Our guest blogger is Peter Juul, research associate at the Center for American Progress Action Fund.
Yesterday, the New York Times reported on the growing convergence of Punjabi and tribal area-based militant groups in Pakistan. The relationship between these two geographically distinct militant groups is more than ideological — tribal militants and al Qaeda have money, training sites and sanctuaries, and suicide bombs, while Punjabi militants have logistical networks in major cities like Lahore to survey possible targets and safe-house bombers. As Bruce Reidel, a former CIA analyst and the head of President Obama’s Pakistan and Afghanistan policy review, put it, “You are seeing more of a coalescence of these militant groups… Connections that have always existed are becoming tighter and more public than they have in the past.”
As CAP Senior Fellow Brian Katulis and I noted at the end of March, Pakistani militants were more likely to penetrate deeper into a weak Pakistan than they were to conduct their own “surge” against additional American forces in Afghanistan. Using existing links, militants (some still sponsored by elements of the Pakistani security establishment) have mounted increasing attacks deep in Pakistan’s “settled” areas -– especially Punjab -– even before President Obama announced his new Afghanistan-Pakistan strategy.
This more public alliance between militant groups has been driven not by a build-up of U.S. troops in Afghanistan or increased U.S. drone strikes in the tribal region but by former President Pervez Musharraf’s military assault on the vigilante Red Mosque compound in Islamabad in July 2007. It’s also a consequence of the myriad dysfunctions of the Pakistani state –- which include double games with militant groups, politicians concerned more with intrigue than national interests, and the overall inability to govern the country.
Most people in the upper echelons of the Pakistani state seem to prefer to look the other way as militants gobble up sections of the country outside the tribal areas -– President Asif Ali Zardari recently assented to imposing Islamic law in the Swat region, effectively turning that area over to militants. As a Punjab landlord told the Times, “The government is useless… They live happy, secure lives in Lahore. Their children study abroad. They only come here to contest elections.”

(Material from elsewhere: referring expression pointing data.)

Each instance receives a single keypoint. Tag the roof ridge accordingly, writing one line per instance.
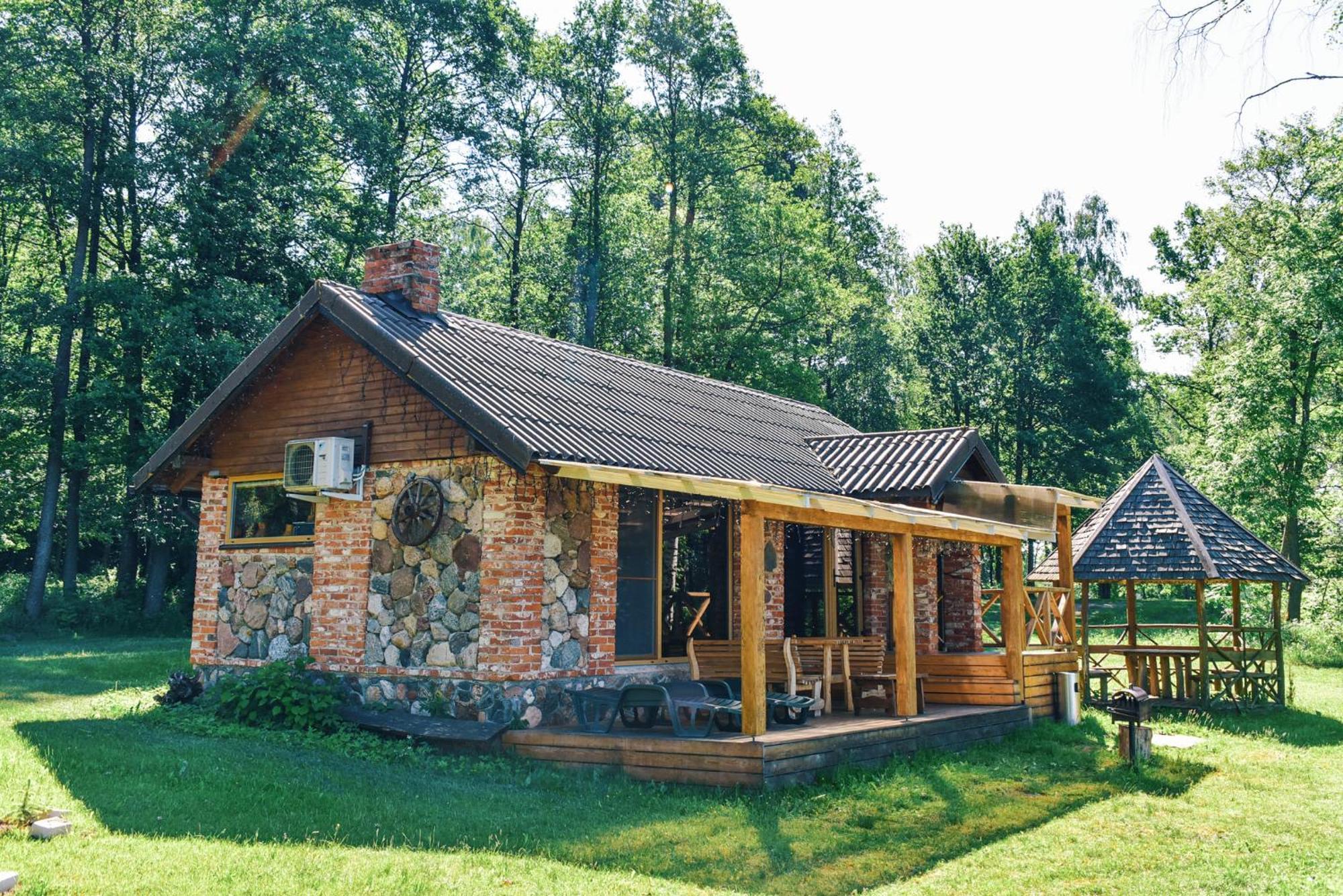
(1228, 517)
(892, 432)
(1164, 472)
(639, 362)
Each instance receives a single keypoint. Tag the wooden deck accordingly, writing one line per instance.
(781, 757)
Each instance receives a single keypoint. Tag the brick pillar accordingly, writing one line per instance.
(512, 573)
(876, 585)
(606, 530)
(961, 589)
(774, 581)
(926, 595)
(343, 548)
(210, 573)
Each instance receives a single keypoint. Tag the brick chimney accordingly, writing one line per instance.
(409, 267)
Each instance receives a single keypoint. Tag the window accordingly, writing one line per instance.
(260, 511)
(672, 554)
(636, 576)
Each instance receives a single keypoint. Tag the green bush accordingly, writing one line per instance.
(280, 695)
(1315, 642)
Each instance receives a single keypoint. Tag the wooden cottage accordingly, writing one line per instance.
(526, 517)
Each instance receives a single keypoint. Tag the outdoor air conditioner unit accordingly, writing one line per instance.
(320, 464)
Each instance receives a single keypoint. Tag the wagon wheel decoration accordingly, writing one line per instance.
(417, 513)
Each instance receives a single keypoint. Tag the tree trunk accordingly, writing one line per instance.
(156, 577)
(65, 344)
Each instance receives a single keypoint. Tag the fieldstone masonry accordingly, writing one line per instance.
(264, 607)
(567, 568)
(425, 600)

Neither the Pakistani political elite –- which seems content to give more territory to militants so the elite can continue its intramural fight over the scraps of state power –- nor the Pakistani military –- which continues to see militant groups as its strategic ace-in-the-hole even as these groups increasingly threaten the state itself -– seem willing or able to muster the political will to improve governance in the country. Militants inevitably fill this vacuum.
While President Obama and Congress have signaled their intent to shift U.S. aid to Pakistan from a military to a civilian and development orientation, there has been no visible shift in the orientation of Pakistani elites. Prime Minister Yousuf Raza Gilani’s comments on the conditionality of U.S. military aid indicate that Pakistani elites still view their relationship with the United States as one based on strategic rents –- and unaccountable strategic rents at that.
To be fair to the Pakistani government, we’ve not exactly been a reliable paymaster over the years. But the entire point, it seems to me, of the United States’ new Pakistan policy is to move beyond the strategic rent relationship and toward one of focused on long-term development and governance issues. In the near-term, as Brian and I argued previously, the United States should focus its counter-terrorism cooperation on civilian security and justice forces (the police and other national law enforcement agencies) rather than the military.
Regardless of what happens with the U.S. aid package, however, we still face a principal-agent problem. We (the principal) are counting on the Pakistani government (the agent) to accomplish something in our interests, while the Pakistani government has its own conception of its interests and strategic objectives. This problem leads to the Pakistani government using our military aid to further its own strategic objectives. Hopefully, the refocus on civilian development and governance assistance will more directly address the problems that allow militancy to flourish in Pakistan. But unless the Pakistani government decides that militancy is a threat to the state itself and acts accordingly, our civilian aid won’t have the impact it could.